Die Bimssteine, die sich nach dem Ausbruch des Unterwasservulkanas gebildet hatten, trieben in Massen im Südpazifik. Foto: New Zealand Defense Force

Wellington (dpa) - Das Rätsel um die über tausende Quadratkilometer im Südpazifik treibenden Bimssteinstücke ist gelöst: Eine lange Serie von kleineren Erdbeben hat zwischen Neuseeland und Tonga einen bislang schlafenden Unterwasservulkan geweckt, berichtete ein Wissenschaftler des neuseeländischen Instituts für Geo- und Kernforschung (GNS Science).

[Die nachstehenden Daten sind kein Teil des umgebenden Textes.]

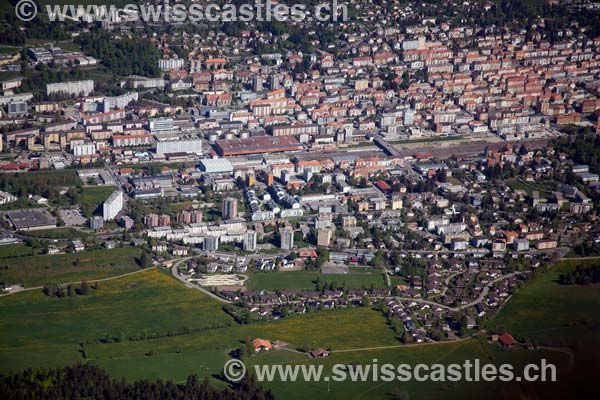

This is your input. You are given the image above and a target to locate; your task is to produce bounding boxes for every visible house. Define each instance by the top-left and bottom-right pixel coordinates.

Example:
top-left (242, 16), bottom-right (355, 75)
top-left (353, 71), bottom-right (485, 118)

top-left (252, 338), bottom-right (273, 352)
top-left (102, 240), bottom-right (117, 249)
top-left (310, 348), bottom-right (329, 358)
top-left (498, 333), bottom-right (517, 347)
top-left (152, 242), bottom-right (168, 253)
top-left (171, 246), bottom-right (188, 256)
top-left (71, 239), bottom-right (85, 253)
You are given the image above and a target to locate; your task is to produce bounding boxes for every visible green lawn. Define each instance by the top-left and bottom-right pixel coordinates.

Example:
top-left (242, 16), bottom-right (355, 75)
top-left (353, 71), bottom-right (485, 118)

top-left (246, 268), bottom-right (386, 290)
top-left (0, 270), bottom-right (232, 371)
top-left (0, 247), bottom-right (140, 287)
top-left (323, 271), bottom-right (387, 289)
top-left (0, 262), bottom-right (600, 399)
top-left (0, 244), bottom-right (34, 258)
top-left (246, 271), bottom-right (321, 290)
top-left (488, 260), bottom-right (600, 345)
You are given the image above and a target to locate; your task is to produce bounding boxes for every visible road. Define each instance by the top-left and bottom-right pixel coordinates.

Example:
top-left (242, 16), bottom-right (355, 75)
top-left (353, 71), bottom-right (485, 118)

top-left (171, 257), bottom-right (231, 304)
top-left (396, 272), bottom-right (523, 312)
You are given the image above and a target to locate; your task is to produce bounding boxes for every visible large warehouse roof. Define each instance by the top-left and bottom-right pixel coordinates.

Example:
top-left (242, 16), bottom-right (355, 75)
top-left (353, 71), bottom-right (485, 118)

top-left (215, 136), bottom-right (302, 156)
top-left (200, 158), bottom-right (233, 174)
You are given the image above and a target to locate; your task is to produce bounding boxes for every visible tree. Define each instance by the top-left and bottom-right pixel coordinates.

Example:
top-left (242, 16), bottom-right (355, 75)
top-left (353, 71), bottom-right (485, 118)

top-left (401, 331), bottom-right (414, 344)
top-left (79, 281), bottom-right (90, 296)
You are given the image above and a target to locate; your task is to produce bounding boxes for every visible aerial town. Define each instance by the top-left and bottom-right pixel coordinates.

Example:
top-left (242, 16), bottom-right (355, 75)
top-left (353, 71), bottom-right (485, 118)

top-left (0, 1), bottom-right (600, 400)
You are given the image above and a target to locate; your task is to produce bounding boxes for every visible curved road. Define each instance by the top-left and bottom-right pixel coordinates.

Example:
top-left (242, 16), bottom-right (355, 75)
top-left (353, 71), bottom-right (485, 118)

top-left (171, 257), bottom-right (231, 304)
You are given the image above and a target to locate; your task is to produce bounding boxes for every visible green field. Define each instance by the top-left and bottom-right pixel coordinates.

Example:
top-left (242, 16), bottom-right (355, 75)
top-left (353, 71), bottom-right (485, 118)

top-left (0, 270), bottom-right (232, 371)
top-left (0, 247), bottom-right (140, 287)
top-left (0, 262), bottom-right (600, 399)
top-left (488, 260), bottom-right (600, 346)
top-left (246, 271), bottom-right (321, 290)
top-left (0, 244), bottom-right (34, 258)
top-left (323, 271), bottom-right (387, 289)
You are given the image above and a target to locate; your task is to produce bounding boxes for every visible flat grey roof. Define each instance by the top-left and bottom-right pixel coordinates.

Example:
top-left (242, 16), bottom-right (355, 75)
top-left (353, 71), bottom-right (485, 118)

top-left (7, 210), bottom-right (56, 229)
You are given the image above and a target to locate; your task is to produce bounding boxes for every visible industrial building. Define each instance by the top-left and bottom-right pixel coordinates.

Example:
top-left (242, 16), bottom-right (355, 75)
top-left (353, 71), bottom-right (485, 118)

top-left (200, 158), bottom-right (233, 174)
top-left (102, 190), bottom-right (123, 221)
top-left (154, 133), bottom-right (202, 155)
top-left (7, 210), bottom-right (56, 231)
top-left (214, 136), bottom-right (302, 157)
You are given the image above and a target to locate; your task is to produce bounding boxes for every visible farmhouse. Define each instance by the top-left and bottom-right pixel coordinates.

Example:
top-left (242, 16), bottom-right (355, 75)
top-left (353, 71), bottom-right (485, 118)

top-left (252, 338), bottom-right (273, 351)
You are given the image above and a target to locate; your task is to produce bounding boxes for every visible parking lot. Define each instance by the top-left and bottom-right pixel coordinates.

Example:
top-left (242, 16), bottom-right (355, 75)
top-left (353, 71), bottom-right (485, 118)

top-left (58, 208), bottom-right (87, 226)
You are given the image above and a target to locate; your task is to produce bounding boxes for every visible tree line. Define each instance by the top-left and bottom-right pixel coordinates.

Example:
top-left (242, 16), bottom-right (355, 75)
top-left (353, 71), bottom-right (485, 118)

top-left (0, 364), bottom-right (275, 400)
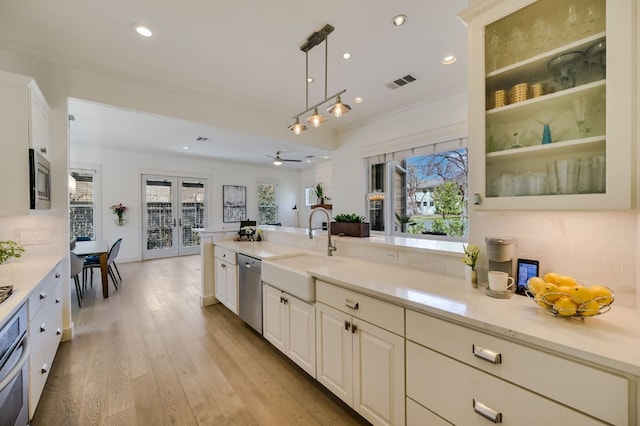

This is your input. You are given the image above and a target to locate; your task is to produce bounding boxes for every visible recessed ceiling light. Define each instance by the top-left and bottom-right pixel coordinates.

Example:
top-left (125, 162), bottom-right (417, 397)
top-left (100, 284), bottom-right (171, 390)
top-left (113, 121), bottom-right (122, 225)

top-left (133, 24), bottom-right (153, 37)
top-left (391, 15), bottom-right (407, 27)
top-left (442, 55), bottom-right (458, 65)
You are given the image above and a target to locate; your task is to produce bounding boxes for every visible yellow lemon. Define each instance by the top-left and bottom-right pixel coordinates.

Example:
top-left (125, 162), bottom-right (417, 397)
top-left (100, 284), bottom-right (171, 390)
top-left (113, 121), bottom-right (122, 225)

top-left (544, 272), bottom-right (560, 284)
top-left (553, 296), bottom-right (578, 317)
top-left (538, 283), bottom-right (562, 302)
top-left (589, 285), bottom-right (613, 305)
top-left (571, 286), bottom-right (593, 303)
top-left (527, 277), bottom-right (546, 294)
top-left (556, 275), bottom-right (578, 287)
top-left (579, 300), bottom-right (600, 317)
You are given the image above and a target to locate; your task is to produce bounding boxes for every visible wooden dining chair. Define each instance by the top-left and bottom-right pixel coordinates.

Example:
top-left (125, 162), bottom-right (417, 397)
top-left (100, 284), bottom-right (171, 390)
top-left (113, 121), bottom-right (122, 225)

top-left (69, 253), bottom-right (84, 308)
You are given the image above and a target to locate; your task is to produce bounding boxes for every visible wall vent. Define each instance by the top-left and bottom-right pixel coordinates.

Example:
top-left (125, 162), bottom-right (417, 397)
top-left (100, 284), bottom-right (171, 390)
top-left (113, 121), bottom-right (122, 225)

top-left (387, 74), bottom-right (417, 89)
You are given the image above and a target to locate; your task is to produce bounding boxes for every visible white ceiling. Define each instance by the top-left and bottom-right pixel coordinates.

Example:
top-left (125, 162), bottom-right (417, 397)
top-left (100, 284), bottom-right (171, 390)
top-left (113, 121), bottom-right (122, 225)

top-left (0, 0), bottom-right (467, 167)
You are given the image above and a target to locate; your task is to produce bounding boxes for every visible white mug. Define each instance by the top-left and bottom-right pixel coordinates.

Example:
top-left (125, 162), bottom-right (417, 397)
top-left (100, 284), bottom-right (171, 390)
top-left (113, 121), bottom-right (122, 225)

top-left (488, 271), bottom-right (513, 291)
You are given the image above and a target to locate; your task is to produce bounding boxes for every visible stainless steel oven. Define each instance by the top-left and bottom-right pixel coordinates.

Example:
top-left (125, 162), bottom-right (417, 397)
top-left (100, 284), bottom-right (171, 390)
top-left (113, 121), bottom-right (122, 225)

top-left (0, 305), bottom-right (29, 426)
top-left (29, 149), bottom-right (51, 210)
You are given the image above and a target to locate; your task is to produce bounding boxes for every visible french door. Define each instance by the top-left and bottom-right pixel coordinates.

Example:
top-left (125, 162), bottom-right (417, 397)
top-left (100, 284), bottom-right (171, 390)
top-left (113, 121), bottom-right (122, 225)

top-left (142, 175), bottom-right (207, 259)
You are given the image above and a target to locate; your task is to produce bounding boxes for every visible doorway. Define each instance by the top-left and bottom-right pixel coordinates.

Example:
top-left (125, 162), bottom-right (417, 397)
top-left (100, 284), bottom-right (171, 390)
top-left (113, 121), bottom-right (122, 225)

top-left (142, 175), bottom-right (208, 259)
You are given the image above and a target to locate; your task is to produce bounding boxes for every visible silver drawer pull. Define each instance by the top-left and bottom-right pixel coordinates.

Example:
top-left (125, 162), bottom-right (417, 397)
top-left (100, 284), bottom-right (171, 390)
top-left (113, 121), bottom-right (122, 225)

top-left (345, 299), bottom-right (359, 309)
top-left (473, 398), bottom-right (502, 423)
top-left (473, 345), bottom-right (502, 364)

Es handelt sich um den Havre-Vulkan rund 1000 Kilometer nordöstlich von Neuseeland. Er liegt etwa 1100 Meter unter der Meeresoberfläche. Die Neuseeländer kamen dem Phänomen mit Hilfe französischer Forscher auf Tahiti auf die Spur. «Als sie ihre Aufzeichnungen prüften, stellten sie fest, dass sie am 17. und 18. Juli rund 157 Erdbeben mit Stärken zwischen 3,0 und 4,8 registriert hatten», berichtet Cornel de Ronde vom Geo-Institut in einem Interview mit Radio Neuseeland.

Der Havre-Vulkan liegt in der Nähe der unbewohnten vulkanischen Kermadec-Inseln. Bislang war von diesem Vulkan nach Angaben von de Ronde kein Ausbruch bekannt.

Ein Marineschiff hatte vergangene Woche riesige Mengen Bimsstein im Meer entdeckt. Es handelt sich dabei um aufgeschäumte Lava. Das poröse Material entsteht, wenn in bestimmten Magma-Arten chemisch gebundene Gase beim Vulkanausbruch plötzlich frei werden und Bläschen bilden. Es ist so leicht, dass es an der Oberfläche schwimmt. In diesem Fall trieb es mehrere hundert Kilometer Richtung Süden.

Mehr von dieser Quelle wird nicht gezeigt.